May 6, 2007

Punishment Park

I recall a friend telling me about this film within the last couple years - he had seen it somewhere and thought that the film was, in fact, "real". I remember thinking "Wow, that's incredible, I can't believe the kind of sh*t that happends in this country that you never hear about - it's unbelievable what our government can get away with". It's a relief to learn that this film is not, in fact, "real" - though there is so much in the film that feels authentic, and so much political turbulence in the contex/era in which it was made, I find it easy to stand behind my original reaction.
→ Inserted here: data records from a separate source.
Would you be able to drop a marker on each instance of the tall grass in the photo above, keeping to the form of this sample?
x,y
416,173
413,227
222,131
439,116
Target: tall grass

Watkins has a true gift for making comletely compelling, well-crafted, and important films out of seemingly little more than a moral imperative. Watkins is staunchly and unwaveringly ant-violence and anti-war and believeds it is his (and everyone's) responsiblity to promote world peace; for this film, he turned his eye to the U.S. While the fictional part of the film is "about" a federal tribunal that questions American radicals, rebels, and draft-dodgers and documents their choice to attempt to survive punishment park rather than serve a prison sentence, it functions on an allegorical level as well. Watkins cast non-actors in the film, choosing people with leftist values, political activists, "hippies" etc. to play the roles of "radicals" in the film, and chose people who were or had been police officers or were in the military or government to play the roles of officers and the federal tribunal. Some of the characters were based on members of the Chicago Seven, some of the non-improvised lines of the police officers were mimicking lines that various journalists had quoted from police officers in high-profile riots across the county, and the blatant abusive nature of the police in the film is reminiscent of actions of officers at the Kent State protests and in the 1968 democratic convention. Much of the dialogue and action were improvised - so people were largely "playing" themselves and the tension in the film was very real, and as good as any a gauge or record of the tension between, and among, these groups at the time - and even today. So, while the film serves as a specific allegory for the Nixon-era U.S. political climate and the atrocities of Vietnam, there is a larger allegory at work too. That is, abuse of power, the irrationality of violence, the plight of the political minority in the realm of an abusive and violent majority, the silencing and criminilization of dissent, and the struggle for true freedom - sound familiar, doesn't it?